In my dissolution of marriage papers I see that it states if I remarry or if she remarries that the kids do not have to call the new person mom or dad. 

What worries me now is that I see nothing saying I have my right to say yes or no to an adoption or if she remarries the new man can adopt my daughters. Or if he can adopt without my yes or no or signing the paperwork.
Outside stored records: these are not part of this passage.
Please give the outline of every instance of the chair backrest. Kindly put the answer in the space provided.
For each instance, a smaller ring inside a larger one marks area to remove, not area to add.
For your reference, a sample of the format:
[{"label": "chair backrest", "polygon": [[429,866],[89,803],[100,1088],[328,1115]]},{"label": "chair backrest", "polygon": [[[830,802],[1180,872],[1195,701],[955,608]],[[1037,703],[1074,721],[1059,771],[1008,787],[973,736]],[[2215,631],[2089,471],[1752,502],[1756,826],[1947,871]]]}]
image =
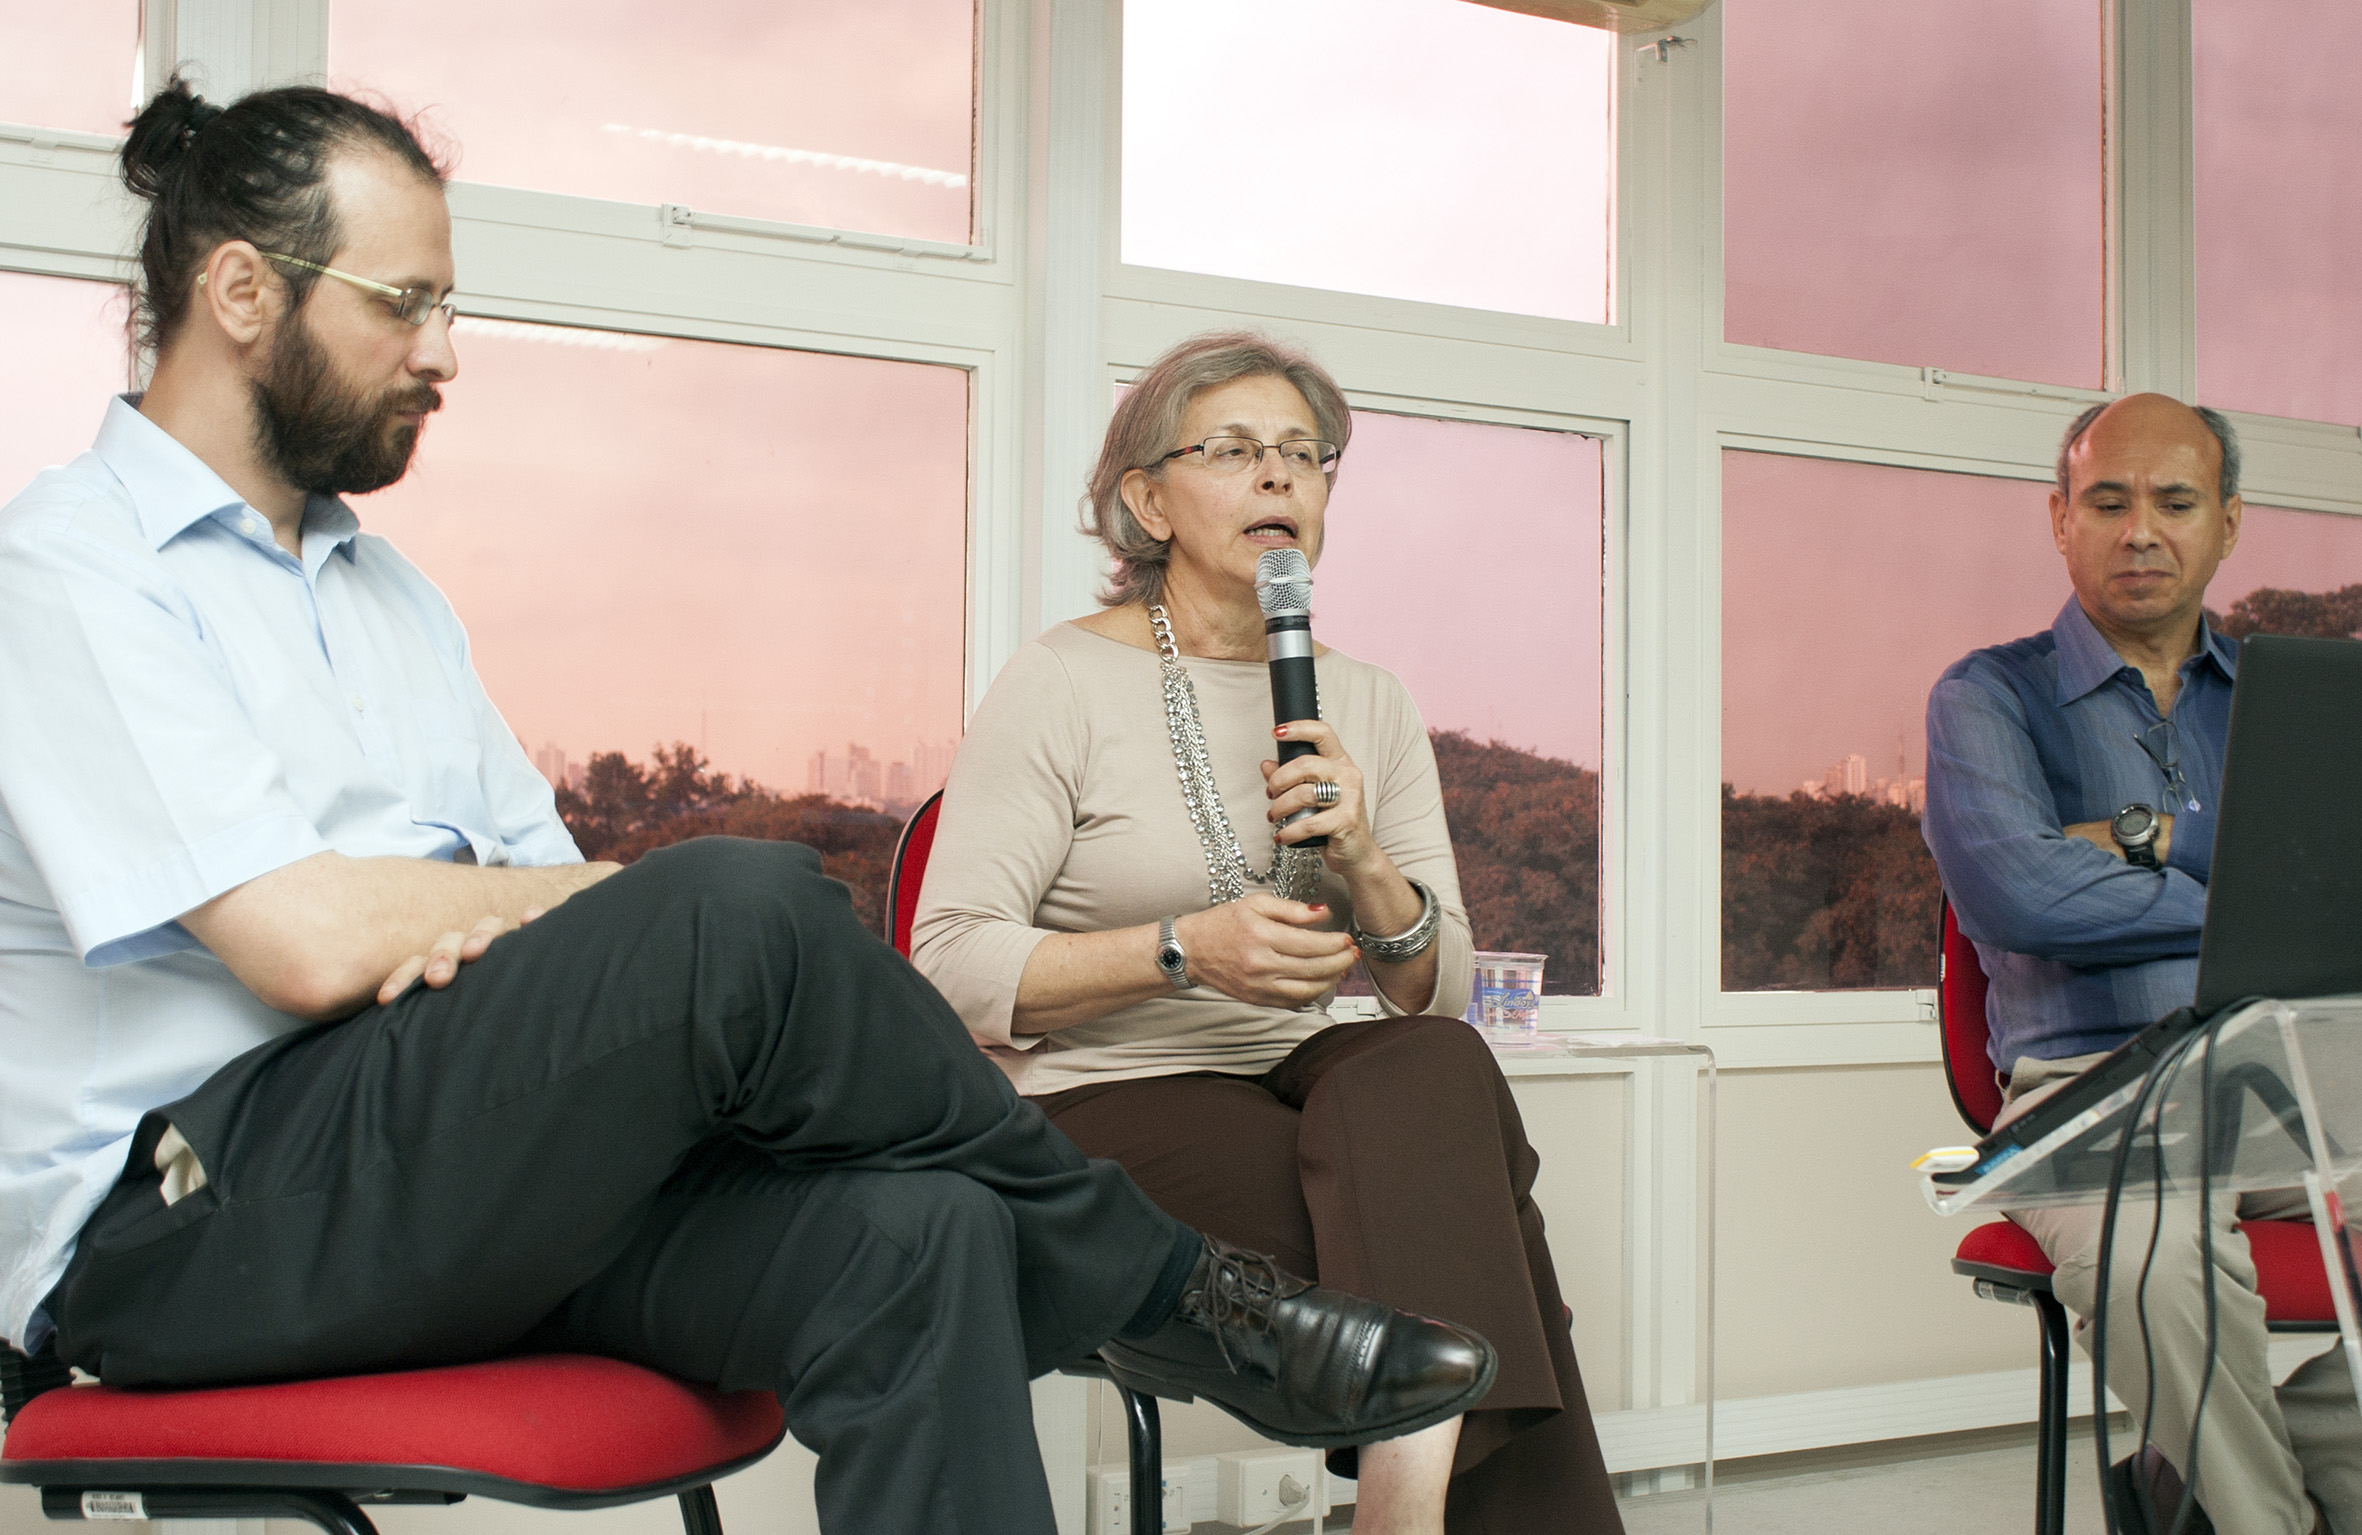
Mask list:
[{"label": "chair backrest", "polygon": [[927,856],[935,851],[935,820],[943,813],[943,791],[928,795],[910,813],[894,861],[886,869],[886,936],[910,958],[910,930],[919,920],[919,886],[926,883]]},{"label": "chair backrest", "polygon": [[1985,1021],[1985,963],[1977,946],[1960,931],[1949,896],[1943,901],[1944,943],[1936,964],[1936,1021],[1944,1037],[1944,1080],[1952,1106],[1969,1128],[1982,1135],[2001,1112],[2001,1084],[1985,1046],[1992,1030]]}]

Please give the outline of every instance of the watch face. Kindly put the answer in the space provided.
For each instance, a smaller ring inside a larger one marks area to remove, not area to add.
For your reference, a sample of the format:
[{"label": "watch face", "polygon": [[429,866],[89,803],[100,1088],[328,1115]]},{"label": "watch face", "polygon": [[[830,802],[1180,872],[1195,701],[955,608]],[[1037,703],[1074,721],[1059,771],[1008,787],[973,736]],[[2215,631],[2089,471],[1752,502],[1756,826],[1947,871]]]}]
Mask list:
[{"label": "watch face", "polygon": [[2146,805],[2127,805],[2116,812],[2109,830],[2118,842],[2146,842],[2157,832],[2157,812]]}]

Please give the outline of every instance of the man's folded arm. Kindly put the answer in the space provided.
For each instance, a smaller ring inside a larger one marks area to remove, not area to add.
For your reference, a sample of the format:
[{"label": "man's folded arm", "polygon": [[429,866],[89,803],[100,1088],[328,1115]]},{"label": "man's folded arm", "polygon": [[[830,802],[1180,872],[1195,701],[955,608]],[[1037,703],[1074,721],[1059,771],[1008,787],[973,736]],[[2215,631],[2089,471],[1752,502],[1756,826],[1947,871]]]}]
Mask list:
[{"label": "man's folded arm", "polygon": [[377,1000],[414,962],[429,985],[447,984],[493,937],[615,869],[314,853],[215,896],[181,925],[271,1007],[343,1018]]},{"label": "man's folded arm", "polygon": [[2205,885],[2179,859],[2139,869],[2069,836],[2005,690],[1955,675],[1928,695],[1921,827],[1961,931],[1980,943],[2070,965],[2198,952]]}]

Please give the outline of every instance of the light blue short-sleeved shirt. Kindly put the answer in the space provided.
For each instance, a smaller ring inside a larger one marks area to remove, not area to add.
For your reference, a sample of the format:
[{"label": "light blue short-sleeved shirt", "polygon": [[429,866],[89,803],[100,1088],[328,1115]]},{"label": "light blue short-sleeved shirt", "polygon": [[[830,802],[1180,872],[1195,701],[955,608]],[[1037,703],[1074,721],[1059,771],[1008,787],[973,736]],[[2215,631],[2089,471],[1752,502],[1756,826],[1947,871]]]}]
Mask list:
[{"label": "light blue short-sleeved shirt", "polygon": [[0,1337],[149,1109],[301,1020],[177,920],[326,850],[575,863],[451,605],[350,508],[303,554],[125,396],[0,508]]}]

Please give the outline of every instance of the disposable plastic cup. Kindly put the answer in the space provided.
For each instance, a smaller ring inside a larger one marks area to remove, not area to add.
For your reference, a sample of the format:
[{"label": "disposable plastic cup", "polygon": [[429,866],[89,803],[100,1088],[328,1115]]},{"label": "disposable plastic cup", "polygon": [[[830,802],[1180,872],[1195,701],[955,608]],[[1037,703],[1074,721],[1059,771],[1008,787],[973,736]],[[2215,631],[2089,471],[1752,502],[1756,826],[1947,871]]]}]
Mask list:
[{"label": "disposable plastic cup", "polygon": [[1488,1029],[1538,1029],[1542,1026],[1542,966],[1547,954],[1496,954],[1480,950],[1476,956],[1476,996],[1468,1007],[1468,1021]]}]

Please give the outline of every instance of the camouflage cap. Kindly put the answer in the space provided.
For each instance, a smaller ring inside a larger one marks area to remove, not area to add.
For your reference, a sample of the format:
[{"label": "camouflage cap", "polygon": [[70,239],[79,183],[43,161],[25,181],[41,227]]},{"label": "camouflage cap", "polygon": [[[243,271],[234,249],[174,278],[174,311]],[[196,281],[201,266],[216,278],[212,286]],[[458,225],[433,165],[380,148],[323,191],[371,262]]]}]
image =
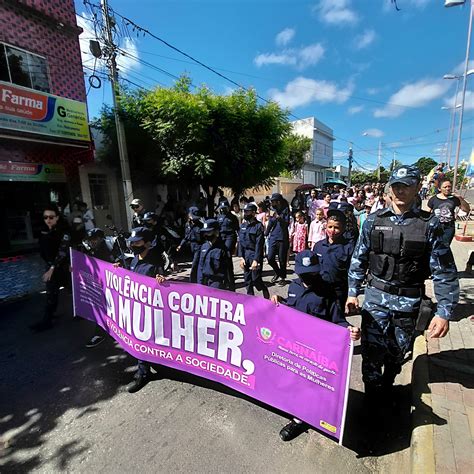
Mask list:
[{"label": "camouflage cap", "polygon": [[420,170],[414,165],[403,165],[395,168],[390,175],[388,185],[402,183],[406,186],[413,186],[421,181]]}]

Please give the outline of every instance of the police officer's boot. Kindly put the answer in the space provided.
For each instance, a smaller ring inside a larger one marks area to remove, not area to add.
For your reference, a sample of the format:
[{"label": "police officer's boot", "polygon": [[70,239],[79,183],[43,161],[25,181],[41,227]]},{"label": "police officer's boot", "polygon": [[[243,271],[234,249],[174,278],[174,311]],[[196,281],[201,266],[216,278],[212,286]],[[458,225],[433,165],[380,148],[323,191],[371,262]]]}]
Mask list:
[{"label": "police officer's boot", "polygon": [[297,436],[299,436],[301,433],[307,431],[308,428],[309,425],[294,418],[280,430],[280,438],[282,441],[291,441],[292,439],[295,439]]},{"label": "police officer's boot", "polygon": [[149,375],[136,374],[135,379],[127,385],[127,392],[135,393],[141,390],[150,381]]}]

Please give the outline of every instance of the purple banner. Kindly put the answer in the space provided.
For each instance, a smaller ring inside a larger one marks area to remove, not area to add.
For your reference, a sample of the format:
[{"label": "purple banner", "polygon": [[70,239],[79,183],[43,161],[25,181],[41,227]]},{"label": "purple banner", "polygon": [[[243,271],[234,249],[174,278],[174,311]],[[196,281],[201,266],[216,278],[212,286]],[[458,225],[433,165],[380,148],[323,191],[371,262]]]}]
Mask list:
[{"label": "purple banner", "polygon": [[284,305],[137,275],[71,251],[74,314],[132,356],[227,385],[341,441],[349,331]]}]

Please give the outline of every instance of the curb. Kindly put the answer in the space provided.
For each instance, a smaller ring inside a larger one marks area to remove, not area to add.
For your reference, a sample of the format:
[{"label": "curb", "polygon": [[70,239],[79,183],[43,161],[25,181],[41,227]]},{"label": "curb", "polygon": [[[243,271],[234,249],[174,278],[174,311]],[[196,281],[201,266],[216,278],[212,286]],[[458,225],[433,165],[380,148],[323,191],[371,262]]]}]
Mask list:
[{"label": "curb", "polygon": [[[412,434],[410,442],[410,472],[431,474],[436,472],[434,452],[433,404],[429,389],[428,344],[424,334],[413,345]],[[422,356],[422,357],[420,357]],[[424,357],[423,357],[424,356]]]}]

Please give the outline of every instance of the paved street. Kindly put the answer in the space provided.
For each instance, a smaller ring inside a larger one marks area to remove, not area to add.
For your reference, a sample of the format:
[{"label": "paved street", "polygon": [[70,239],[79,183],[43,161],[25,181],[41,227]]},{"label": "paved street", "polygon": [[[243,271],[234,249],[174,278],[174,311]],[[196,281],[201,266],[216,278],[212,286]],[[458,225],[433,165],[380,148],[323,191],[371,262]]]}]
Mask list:
[{"label": "paved street", "polygon": [[[184,275],[183,272],[181,275]],[[240,271],[237,283],[242,283]],[[271,272],[266,271],[266,280]],[[242,291],[242,288],[239,288]],[[271,292],[285,289],[272,287]],[[409,364],[401,405],[380,421],[369,453],[360,355],[355,350],[345,447],[315,431],[283,443],[284,414],[194,376],[160,370],[140,392],[125,391],[134,361],[111,339],[95,349],[87,321],[61,318],[33,335],[44,295],[3,305],[0,332],[2,472],[400,472],[410,439]]]}]

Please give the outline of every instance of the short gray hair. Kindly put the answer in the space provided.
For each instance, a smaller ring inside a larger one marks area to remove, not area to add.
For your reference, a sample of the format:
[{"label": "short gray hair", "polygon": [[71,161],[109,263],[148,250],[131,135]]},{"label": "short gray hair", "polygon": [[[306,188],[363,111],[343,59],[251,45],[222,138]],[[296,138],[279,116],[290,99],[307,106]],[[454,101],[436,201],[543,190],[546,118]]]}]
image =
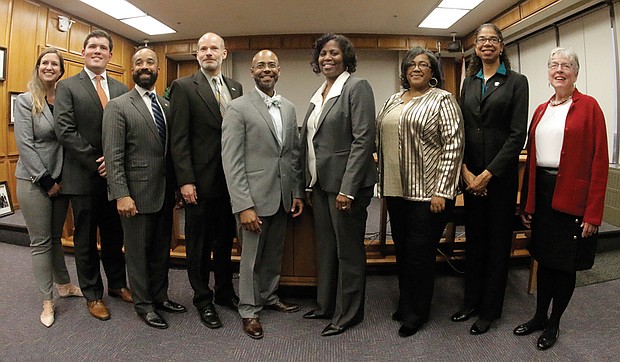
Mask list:
[{"label": "short gray hair", "polygon": [[575,73],[579,74],[579,57],[573,49],[561,47],[554,48],[551,51],[551,54],[549,54],[549,60],[547,60],[547,63],[551,62],[551,58],[553,58],[554,55],[568,59],[575,66]]}]

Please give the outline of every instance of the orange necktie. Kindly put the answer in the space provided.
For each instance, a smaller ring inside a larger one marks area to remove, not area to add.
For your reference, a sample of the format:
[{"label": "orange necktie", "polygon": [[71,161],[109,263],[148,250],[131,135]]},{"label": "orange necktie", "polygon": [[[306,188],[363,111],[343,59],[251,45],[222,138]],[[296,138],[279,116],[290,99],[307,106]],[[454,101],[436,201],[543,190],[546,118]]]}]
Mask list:
[{"label": "orange necktie", "polygon": [[99,96],[99,100],[101,101],[101,106],[105,108],[106,104],[108,104],[108,96],[105,94],[103,87],[101,86],[101,78],[100,75],[95,76],[95,83],[97,84],[97,95]]}]

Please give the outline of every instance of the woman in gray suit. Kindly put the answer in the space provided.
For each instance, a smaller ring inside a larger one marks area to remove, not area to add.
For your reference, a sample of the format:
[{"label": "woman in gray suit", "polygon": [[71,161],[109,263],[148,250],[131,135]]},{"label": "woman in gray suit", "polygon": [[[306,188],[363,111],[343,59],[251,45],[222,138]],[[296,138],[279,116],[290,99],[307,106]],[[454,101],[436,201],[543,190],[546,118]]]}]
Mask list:
[{"label": "woman in gray suit", "polygon": [[60,52],[44,49],[37,58],[28,92],[17,97],[14,109],[19,150],[17,197],[30,236],[34,277],[43,299],[40,320],[46,327],[54,323],[53,282],[61,297],[82,296],[80,288],[70,283],[60,241],[68,199],[58,197],[62,147],[54,133],[52,110],[56,82],[64,72]]},{"label": "woman in gray suit", "polygon": [[356,63],[346,37],[325,34],[315,42],[310,64],[325,82],[310,99],[301,144],[319,251],[318,307],[304,318],[330,319],[322,336],[364,318],[366,208],[377,181],[375,102],[370,84],[351,76]]}]

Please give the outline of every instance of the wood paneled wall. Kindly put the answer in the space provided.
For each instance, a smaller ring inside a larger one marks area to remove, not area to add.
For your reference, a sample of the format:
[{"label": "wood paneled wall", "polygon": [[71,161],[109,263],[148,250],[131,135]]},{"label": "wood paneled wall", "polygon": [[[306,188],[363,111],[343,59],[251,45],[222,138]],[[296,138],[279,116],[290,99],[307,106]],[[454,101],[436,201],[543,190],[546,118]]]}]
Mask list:
[{"label": "wood paneled wall", "polygon": [[[58,30],[58,15],[75,21],[71,30]],[[3,25],[2,25],[3,24]],[[36,1],[0,0],[0,46],[7,48],[6,80],[0,82],[0,181],[7,180],[14,206],[15,166],[18,152],[13,126],[9,125],[9,96],[11,92],[25,92],[39,51],[46,46],[60,49],[65,56],[65,75],[69,77],[83,68],[82,44],[96,25],[76,19]],[[132,86],[131,57],[136,44],[116,34],[112,60],[108,66],[111,77]]]}]

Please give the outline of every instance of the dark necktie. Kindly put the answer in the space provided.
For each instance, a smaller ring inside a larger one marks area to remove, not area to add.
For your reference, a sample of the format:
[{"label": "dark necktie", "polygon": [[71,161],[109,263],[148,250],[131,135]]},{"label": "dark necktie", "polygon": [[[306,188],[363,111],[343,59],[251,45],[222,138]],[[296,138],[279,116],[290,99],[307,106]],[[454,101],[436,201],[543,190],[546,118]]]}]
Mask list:
[{"label": "dark necktie", "polygon": [[151,110],[153,111],[153,117],[155,118],[155,125],[157,126],[157,132],[161,137],[161,142],[166,144],[166,122],[164,121],[164,114],[161,112],[159,103],[157,103],[157,96],[155,93],[147,93],[151,98]]},{"label": "dark necktie", "polygon": [[108,104],[108,96],[105,94],[105,91],[101,86],[101,79],[103,79],[101,75],[95,76],[95,88],[97,89],[97,95],[99,96],[99,100],[101,101],[101,106],[105,108],[105,106]]}]

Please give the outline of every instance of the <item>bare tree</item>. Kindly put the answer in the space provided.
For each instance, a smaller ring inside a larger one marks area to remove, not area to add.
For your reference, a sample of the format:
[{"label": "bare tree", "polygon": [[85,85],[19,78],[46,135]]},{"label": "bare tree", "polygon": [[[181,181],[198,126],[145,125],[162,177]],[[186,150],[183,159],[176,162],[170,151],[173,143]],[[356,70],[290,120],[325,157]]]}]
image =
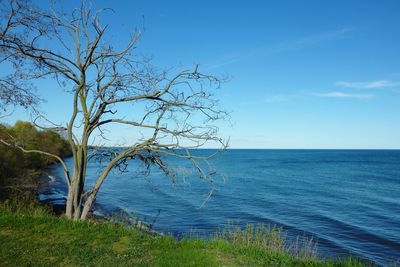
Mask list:
[{"label": "bare tree", "polygon": [[[41,17],[37,14],[29,12],[29,6],[32,5],[29,0],[8,2],[4,1],[0,5],[0,42],[8,35],[14,35],[19,39],[24,39],[27,31],[33,27],[44,27]],[[18,28],[19,31],[15,31]],[[14,57],[13,61],[9,61],[10,57]],[[13,68],[18,70],[22,65],[22,61],[18,60],[18,56],[0,48],[0,64],[13,64]],[[3,71],[4,73],[4,71]],[[35,87],[24,77],[18,75],[19,72],[5,73],[0,76],[0,114],[6,112],[10,106],[22,106],[25,109],[34,108],[39,98],[34,94]],[[34,109],[33,109],[34,110]]]},{"label": "bare tree", "polygon": [[[13,25],[2,34],[0,49],[8,62],[18,65],[17,75],[27,80],[54,78],[71,95],[68,123],[53,125],[66,131],[73,151],[73,170],[65,170],[68,218],[86,219],[110,171],[124,170],[130,160],[158,166],[174,177],[165,158],[187,159],[201,178],[213,181],[204,168],[204,161],[212,155],[193,155],[192,149],[210,143],[221,148],[227,145],[215,125],[227,114],[209,92],[220,86],[221,78],[200,73],[198,66],[175,74],[157,70],[135,54],[141,35],[137,30],[125,47],[115,48],[106,38],[109,26],[100,24],[99,17],[107,10],[94,10],[85,1],[71,14],[56,7],[49,11],[25,8],[19,16],[27,21],[40,18],[42,24],[29,23],[29,31],[23,24]],[[131,115],[121,114],[119,107],[129,107]],[[132,134],[142,137],[118,149],[90,149],[114,125],[129,126]],[[85,191],[86,168],[92,157],[108,161],[93,187]]]}]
Does anyone know if it is automatically my right to sign papers or reject them if adoption ever comes up? Not sure if there needs to be a paragraph in the papers stating that is my right to say yes or no


----------



## SecondTime'Round (Jan 15, 2015)

Your kids cannot be adopted by anyone unless you terminate your parental rights. This really has nothing to do with a marriage dissolution, so the answer if no, there does not need to be verbiage in the papers about this.


----------



## EVG39 (Jun 4, 2015)

SecondTime'Round said:


> Your kids cannot be adopted by anyone unless you terminate your parental rights. This really has nothing to do with a marriage dissolution, so the answer if no, there does not need to be verbiage in the papers about this.


Absolutely correct.


----------



## tony8404 (Sep 16, 2009)

thank you for that big relief off me


----------



## EleGirl (Dec 3, 2011)

tony8404 said:


> In my dissolution of marriage papers I see that it states if I remarry or if she remarries that the kids do not have to call the new person mom or dad.
> 
> What worries me now is that I see nothing saying I have my right to say yes or no to an adoption or if she remarries the new man can adopt my daughters. Or if he can adopt without my yes or no or signing the paperwork.
> 
> Does anyone know if it is automatically my right to sign papers or reject them if adoption ever comes up? Not sure if there needs to be a paragraph in the papers stating that is my right to say yes or no


I would guess that they also do not say that she has a right to say yes or no to adoption. 

Like the others said, that's because no one can adopt your children without your express permission. Most courts will not even if you (or she) wanted to let a future spouse adopt your child as long as you are alive. Just about the only case where it can happen is if it's been proven in court that you (or she) is a truly bad parent who is a danger to the child.


----------